Delivery UAV operations are modeled as a directed graph $G = (V, A)$ where nodes represent distribution centers and customers. Critical constraints include:
$$ \begin{align*}
\text{Minimize} & \quad f = \sum_{k \in K} \sum_{(i,j) \in A} c_{ij}x_{ijk} \\
\text{Subject to} & \quad \sum_{k \in K} \sum_{j \in \Delta^+(i)} x_{ijk} = 1 \quad \forall i \in N \\
& \quad a_i \leq w_{ik} \leq b_i \quad \forall i \in N, k \in K \\
& \quad L_k^0 \leq Q \quad \forall k \in K \\
& \quad \sum_{(i,j) \in A} c_{ij}x_{ijk} \leq C \quad \forall k \in K
\end{align*} $$
Table 1 defines model parameters essential for delivery drone operations:
| Parameter | Description |
|---|---|
| $c_{ij}$ | Distance between nodes |
| $v$ | Delivery UAV speed |
| $[a_i, b_i]$ | Customer time window |
| $d_i, p_i$ | Delivery/pickup quantities |
| $Q$ | Drone capacity |
| $C$ | Maximum flight distance |
Basic Brain Storm Optimization (BSO) suffers from slow convergence and premature stagnation.

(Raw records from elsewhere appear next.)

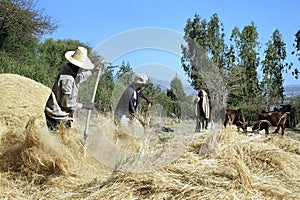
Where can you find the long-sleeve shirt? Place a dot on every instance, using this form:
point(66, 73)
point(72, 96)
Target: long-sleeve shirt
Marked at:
point(128, 103)
point(63, 98)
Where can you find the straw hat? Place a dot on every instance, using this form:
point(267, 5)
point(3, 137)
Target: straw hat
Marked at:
point(140, 78)
point(79, 58)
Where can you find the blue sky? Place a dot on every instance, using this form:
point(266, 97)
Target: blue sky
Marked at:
point(95, 21)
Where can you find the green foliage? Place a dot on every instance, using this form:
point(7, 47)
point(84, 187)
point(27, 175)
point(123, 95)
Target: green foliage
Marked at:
point(273, 67)
point(247, 48)
point(20, 23)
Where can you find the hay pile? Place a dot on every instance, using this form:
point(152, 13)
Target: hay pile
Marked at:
point(37, 164)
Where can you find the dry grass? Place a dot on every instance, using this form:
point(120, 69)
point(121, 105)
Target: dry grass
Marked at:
point(218, 164)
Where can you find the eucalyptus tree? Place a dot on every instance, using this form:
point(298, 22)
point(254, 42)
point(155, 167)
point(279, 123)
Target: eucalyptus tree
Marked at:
point(273, 67)
point(247, 48)
point(203, 56)
point(21, 25)
point(296, 72)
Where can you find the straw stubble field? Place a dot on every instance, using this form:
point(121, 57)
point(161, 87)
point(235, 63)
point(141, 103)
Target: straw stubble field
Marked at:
point(217, 164)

Our HSBSO integrates four innovations:
1. Sobol Sequence Initialization enhances population diversity:
$$X_i = lb + S_n \times (ub – lb)$$
where $S_n$ is a low-discrepancy Sobol sequence. Integer mapping ensures feasible delivery UAV routes.

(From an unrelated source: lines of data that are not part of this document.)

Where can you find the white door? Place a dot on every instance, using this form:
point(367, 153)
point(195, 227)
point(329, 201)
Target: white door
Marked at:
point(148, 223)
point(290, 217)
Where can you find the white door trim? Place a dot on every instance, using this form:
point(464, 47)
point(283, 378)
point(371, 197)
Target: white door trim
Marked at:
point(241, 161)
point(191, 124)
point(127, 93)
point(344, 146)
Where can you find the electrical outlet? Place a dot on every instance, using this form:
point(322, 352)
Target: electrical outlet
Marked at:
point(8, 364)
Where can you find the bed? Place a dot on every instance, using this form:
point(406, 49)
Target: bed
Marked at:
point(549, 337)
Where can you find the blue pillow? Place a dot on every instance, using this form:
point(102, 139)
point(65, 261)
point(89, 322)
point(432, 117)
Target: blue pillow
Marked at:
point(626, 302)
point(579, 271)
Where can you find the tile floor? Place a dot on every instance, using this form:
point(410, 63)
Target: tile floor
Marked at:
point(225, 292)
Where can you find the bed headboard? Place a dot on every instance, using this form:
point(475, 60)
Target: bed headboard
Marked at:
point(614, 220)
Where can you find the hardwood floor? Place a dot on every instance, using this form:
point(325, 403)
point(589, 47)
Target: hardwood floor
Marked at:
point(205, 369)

2. Chaotic Quantum Behavior accelerates global search. Intermediate particles are corrected using modified Sine chaotic mapping:
$$ \begin{cases}
d(gen+1) = \sin(\pi \cdot d(gen)) \\
e(gen+1) = \sin(\pi \cdot e(gen)) \\
w(gen) = \text{mod}(d(gen) + e(gen), 1)
\end{cases} $$
$$X_i’ = X_i^* + [w(gen) – 0.5] \cdot (X_j^* – X_k^*)$$
Quantum behavior then generates new particles:
$$X_{\text{new}} = \begin{cases}
X_i’ + |X_i’ – X_j| \cdot \ln(1/\mu) & \lambda < 0.5 \\
X_i’ – |X_i’ – X_j| \cdot \ln(1/\mu) & \lambda \geq 0.5
\end{cases}$$
3. Quadratic Local Search Probability dynamically balances exploration-exploitation:
$$R(gen) = \frac{4(R_{\max} – R_{\min})}{\text{MAXGEN}^2} \cdot \left(gen – \frac{\text{MAXGEN}}{2}\right)^2 + R_{\min}$$
4. Observation-Triggered Mutation escapes local optima when fitness stagnates. Chromosome segments between random positions $y_1$ and $y_2$ are mutated using position-specific operations.

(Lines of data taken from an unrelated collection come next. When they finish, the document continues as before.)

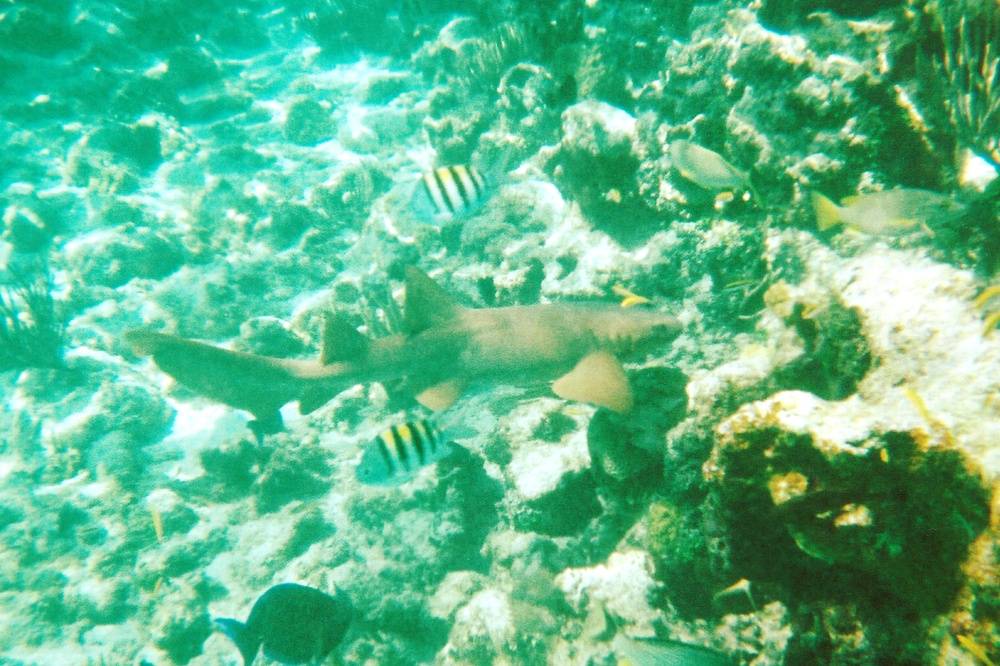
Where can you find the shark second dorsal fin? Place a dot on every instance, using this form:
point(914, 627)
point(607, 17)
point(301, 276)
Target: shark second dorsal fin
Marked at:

Experimental results demonstrate HSBSO’s superiority for delivery UAV allocation:
| Algorithm | Avg. Distance (m) | Runtime (s) | Std. Dev. |
|---|---|---|---|
| HSBSO | 38,761 | 86 | 450 |
| Basic BSO | 39,329 | 90 | 496 |
| Genetic Algorithm | 47,068 | 171 | 2,202 |
| Simulated Annealing | 40,986 | 147 | 1,240 |
Key findings:
- HSBSO reduces distance by 1.5% vs BSO and 21.4% vs GA
- Runtime scales linearly: +2.2s per additional customer
- 90% of HSBSO solutions outperform BSO’s average fitness
Optimal delivery drone routes for 40 customers (5 drones, total distance 38,581m):
| Drone | Route | Distance (m) |
|---|---|---|
| 1 | 0→2→24→31→39→0 | 4,833.65 |
| 2 | 0→30→34→5→11→19→27→25→33→0 | 5,976.55 |
| 3 | 0→36→29→4→37→3→22→35→10→0 | 7,463.50 |
| 4 | 0→40→15→14→18→7→17→13→21→23→0 | 13,377.85 |
| 5 | 0→16→6→20→9→8→28→1→38→26→12→32→0 | 6,971.15 |
Component analysis reveals:
- Dynamic local search probability reduces runtime by 15% vs fixed probabilities
- Observation-triggered mutation decreases solution variance by 40% vs Lévy flight strategies
- Chaotic quantum behavior accelerates convergence by 22%
Scalability tests confirm consistent performance for delivery UAV fleets servicing 40-80 customers. Runtime growth remains linear while maintaining solution quality superior to alternatives.
Our HSBSO algorithm significantly advances delivery drone task allocation. Future work will extend this framework to multi-objective optimization incorporating energy consumption and service equity metrics for urban air mobility systems.